Haechan merentangkan tangan, mendorong kedua temannya agar tetap di belakang tubuhnya dengan perlahan. Sorot mata jenaka itu kini terlihat memincing, berada pada mode waspada.
"Gua mau kalian lari ke mobil kalo udah bahaya, bisa kan?"
Lia meringis pelan, membayangkan bahwa mereka tengah berharapan dengan seorang psikopat gila membuat fantasi mengerikan dalam kepala semakin liar saja.
Gadis itu menyambar pergelangan tangan Sanha, dengan erat memasukan kepala ke dalam ketiak pemuda jangkung itu.
"San, sembunyiin Lia dong, San. Cepet, San."

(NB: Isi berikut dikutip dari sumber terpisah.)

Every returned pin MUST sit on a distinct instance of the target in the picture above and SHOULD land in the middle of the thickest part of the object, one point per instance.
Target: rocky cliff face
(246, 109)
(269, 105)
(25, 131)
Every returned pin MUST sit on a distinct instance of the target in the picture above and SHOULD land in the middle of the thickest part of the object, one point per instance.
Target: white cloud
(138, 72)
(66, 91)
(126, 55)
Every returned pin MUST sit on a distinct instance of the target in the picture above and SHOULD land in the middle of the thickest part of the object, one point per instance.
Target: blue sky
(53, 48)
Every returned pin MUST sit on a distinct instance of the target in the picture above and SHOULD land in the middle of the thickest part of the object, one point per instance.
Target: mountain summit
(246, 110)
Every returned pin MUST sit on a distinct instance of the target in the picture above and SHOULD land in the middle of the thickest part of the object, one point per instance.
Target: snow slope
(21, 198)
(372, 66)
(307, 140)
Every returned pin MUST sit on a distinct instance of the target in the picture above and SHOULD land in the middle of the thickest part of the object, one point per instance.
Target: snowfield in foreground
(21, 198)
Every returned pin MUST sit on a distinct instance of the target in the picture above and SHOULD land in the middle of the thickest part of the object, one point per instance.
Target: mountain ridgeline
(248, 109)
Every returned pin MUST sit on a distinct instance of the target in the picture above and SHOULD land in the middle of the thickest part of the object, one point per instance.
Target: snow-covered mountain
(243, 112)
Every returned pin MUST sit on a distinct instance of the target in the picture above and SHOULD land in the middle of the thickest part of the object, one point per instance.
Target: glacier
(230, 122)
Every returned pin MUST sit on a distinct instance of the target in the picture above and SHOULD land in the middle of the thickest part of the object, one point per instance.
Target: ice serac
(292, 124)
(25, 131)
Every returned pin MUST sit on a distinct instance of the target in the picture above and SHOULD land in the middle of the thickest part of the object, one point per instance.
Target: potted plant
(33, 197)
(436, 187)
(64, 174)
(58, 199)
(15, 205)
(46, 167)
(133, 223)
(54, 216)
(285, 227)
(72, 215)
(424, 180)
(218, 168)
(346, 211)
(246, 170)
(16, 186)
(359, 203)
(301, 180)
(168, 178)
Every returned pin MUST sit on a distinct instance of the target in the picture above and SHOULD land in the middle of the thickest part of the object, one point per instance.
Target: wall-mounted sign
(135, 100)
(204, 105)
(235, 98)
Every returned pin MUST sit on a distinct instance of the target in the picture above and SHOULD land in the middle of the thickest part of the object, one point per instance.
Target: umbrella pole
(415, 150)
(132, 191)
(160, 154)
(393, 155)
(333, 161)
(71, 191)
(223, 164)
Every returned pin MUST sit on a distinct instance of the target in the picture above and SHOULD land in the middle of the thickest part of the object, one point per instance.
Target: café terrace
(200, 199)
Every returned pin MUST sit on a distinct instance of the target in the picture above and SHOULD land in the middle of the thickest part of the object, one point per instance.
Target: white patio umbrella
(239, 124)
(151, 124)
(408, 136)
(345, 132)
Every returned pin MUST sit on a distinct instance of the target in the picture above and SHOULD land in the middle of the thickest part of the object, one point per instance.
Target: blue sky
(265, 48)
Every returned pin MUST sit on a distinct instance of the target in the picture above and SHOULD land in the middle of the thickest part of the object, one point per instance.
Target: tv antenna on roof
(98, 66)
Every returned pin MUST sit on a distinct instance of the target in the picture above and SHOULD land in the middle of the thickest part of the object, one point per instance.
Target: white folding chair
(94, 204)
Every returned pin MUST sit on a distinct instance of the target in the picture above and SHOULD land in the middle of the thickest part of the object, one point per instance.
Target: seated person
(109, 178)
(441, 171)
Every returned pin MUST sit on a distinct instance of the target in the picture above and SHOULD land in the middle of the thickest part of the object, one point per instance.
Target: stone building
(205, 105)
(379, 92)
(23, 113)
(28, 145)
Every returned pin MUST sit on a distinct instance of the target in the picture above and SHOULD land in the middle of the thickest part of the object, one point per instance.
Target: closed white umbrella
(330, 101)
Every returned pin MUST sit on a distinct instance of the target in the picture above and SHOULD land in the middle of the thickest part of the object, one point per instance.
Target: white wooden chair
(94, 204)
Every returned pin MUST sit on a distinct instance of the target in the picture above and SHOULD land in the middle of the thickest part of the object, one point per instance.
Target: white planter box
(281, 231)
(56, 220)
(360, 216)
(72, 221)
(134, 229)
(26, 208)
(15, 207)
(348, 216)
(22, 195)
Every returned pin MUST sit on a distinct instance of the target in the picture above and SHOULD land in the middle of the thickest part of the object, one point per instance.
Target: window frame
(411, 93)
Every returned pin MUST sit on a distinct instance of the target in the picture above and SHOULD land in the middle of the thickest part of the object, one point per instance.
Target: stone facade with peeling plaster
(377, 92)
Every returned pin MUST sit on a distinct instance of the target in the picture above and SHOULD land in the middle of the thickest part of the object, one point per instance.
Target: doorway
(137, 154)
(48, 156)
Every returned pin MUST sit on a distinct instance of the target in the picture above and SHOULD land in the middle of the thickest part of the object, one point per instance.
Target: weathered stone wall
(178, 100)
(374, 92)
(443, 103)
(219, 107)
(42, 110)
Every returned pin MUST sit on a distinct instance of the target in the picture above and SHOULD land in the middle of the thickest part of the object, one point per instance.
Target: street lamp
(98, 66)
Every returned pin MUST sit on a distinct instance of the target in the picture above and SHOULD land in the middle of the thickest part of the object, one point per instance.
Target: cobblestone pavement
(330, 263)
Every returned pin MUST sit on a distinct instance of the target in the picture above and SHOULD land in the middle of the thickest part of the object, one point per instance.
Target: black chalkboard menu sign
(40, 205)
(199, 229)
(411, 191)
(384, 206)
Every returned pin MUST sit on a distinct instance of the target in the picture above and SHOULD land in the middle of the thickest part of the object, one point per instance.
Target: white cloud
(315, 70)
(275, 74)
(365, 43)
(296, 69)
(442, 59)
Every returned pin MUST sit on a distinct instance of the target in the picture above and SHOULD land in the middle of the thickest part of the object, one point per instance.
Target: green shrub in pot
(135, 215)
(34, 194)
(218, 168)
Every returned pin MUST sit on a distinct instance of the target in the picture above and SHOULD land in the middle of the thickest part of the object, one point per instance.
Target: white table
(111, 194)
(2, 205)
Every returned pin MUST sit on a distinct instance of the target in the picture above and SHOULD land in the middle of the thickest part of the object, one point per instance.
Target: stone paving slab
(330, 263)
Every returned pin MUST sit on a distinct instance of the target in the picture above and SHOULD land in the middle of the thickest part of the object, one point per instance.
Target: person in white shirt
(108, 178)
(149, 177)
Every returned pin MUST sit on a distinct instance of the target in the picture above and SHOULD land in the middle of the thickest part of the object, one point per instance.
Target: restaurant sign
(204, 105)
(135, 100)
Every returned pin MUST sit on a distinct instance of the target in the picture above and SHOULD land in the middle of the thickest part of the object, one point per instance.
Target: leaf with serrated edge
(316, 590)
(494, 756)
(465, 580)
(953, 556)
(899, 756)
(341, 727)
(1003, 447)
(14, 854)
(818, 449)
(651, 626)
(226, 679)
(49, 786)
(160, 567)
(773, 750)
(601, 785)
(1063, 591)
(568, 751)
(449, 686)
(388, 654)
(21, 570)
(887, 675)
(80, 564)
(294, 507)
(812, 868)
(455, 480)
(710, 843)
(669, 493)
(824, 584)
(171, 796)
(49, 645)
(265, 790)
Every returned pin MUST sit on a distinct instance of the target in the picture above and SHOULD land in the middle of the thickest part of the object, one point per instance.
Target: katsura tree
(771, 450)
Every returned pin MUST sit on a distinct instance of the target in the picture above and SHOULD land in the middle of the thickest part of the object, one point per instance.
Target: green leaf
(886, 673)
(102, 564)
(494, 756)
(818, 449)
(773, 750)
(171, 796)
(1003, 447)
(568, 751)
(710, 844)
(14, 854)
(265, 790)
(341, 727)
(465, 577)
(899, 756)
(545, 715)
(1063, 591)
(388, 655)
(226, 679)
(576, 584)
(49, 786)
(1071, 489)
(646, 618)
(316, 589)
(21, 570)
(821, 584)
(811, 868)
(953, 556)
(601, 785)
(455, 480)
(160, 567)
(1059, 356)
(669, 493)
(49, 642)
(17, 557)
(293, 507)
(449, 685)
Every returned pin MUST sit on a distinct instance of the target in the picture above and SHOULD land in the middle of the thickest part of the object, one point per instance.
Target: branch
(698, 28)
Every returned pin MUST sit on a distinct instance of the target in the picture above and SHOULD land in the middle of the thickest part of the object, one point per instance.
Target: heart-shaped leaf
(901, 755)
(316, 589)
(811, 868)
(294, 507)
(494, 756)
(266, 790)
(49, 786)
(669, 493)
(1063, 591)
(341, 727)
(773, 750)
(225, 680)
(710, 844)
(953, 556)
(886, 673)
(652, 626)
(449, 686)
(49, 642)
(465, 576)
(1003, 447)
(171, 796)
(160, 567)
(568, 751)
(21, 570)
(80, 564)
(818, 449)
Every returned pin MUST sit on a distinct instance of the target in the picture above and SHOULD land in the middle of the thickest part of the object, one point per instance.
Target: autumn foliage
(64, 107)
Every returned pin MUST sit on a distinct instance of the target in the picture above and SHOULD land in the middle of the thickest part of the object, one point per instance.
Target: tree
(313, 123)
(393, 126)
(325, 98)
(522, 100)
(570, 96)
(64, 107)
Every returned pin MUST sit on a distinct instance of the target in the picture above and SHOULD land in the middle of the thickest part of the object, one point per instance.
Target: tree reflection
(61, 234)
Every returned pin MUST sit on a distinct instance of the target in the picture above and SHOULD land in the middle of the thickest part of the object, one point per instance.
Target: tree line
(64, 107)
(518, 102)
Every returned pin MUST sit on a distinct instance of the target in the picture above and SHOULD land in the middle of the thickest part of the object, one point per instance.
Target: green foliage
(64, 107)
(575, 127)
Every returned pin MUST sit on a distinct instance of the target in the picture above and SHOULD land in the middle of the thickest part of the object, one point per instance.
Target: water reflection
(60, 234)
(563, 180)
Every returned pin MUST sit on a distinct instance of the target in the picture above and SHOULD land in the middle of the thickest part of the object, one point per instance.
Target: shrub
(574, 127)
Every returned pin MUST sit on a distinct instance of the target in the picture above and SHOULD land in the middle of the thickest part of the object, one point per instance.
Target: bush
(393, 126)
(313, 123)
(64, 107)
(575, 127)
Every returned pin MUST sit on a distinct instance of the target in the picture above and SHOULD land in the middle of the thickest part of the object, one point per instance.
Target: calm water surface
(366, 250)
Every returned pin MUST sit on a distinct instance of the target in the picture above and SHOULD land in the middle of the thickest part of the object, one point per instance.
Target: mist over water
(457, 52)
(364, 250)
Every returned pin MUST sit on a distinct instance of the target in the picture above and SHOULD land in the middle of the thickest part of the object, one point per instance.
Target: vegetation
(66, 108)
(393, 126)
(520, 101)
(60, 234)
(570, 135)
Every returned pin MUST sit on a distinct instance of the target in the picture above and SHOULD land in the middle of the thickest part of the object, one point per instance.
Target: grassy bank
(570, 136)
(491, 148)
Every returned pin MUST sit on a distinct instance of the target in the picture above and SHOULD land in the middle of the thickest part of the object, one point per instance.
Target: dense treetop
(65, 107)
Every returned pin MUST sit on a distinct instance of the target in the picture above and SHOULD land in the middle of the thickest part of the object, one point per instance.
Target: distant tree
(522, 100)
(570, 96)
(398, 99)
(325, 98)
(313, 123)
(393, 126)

Sanha menahan jeritan ketika rambut Lia menggelitik ketiaknya. Cowok itu segera mendorong wajah si gadis dengan telapak tangan, "heh geli ketek gua jangan lu ndusel, emangnya lu kambing?"
"Kambing mana ada yang ndusel."
"Ada, elu kan."
Mendengar cemoohan dari Sanha lantas membuat Lia mencebikan bibir. Gadis itu mengidahkan ujaran protes dari sahabatnya, terus mencoba masuk ke dalam rangkulan Sanha.
"Li geli."
"Mbee mbee mbee."
Sanha menjitak kepala Lia, membuat gadis itu mundur beberapa langkah. "Ye becanda aja lu, Li. Gigit nih."
"Bulldog." Lia membalas tak kalah sengit.
Rasanya Haechan ingin menyumpal mulut kedua sahabatnya itu karena demi saus tartar, mereka sedang tidak berada di dalam situasi dapat bergurau saat ini.
Dengan berani Haechan maju selangkah, menatap pemuda dengan tinggi dengan kulit putih pucat itu dengan tajam. "Cewek di dalem butuh pertolongan, jadi kita bantu."
Pemuda itu nampak kebingungan. Jemarinya bergerak, menggaruk kepala dengan alis yang bertaut. "Maksudnya?"
"Kita gak tau ada masalah apa sama cewek itu, tapi bisa diomongin baik-baik kㅡ"
Sebelum Haechan menyelesaikan perkataan, buru-buru ujarannya dipotong oleh pemuda itu.
"Cewek apa?"
"Itu yang di belakang." Sanha berujar, menunjuk jok belakang dengan telunjuk.
"Bercanda ya? Gua sendirian, di belakang sana gak ada siapa-siapa."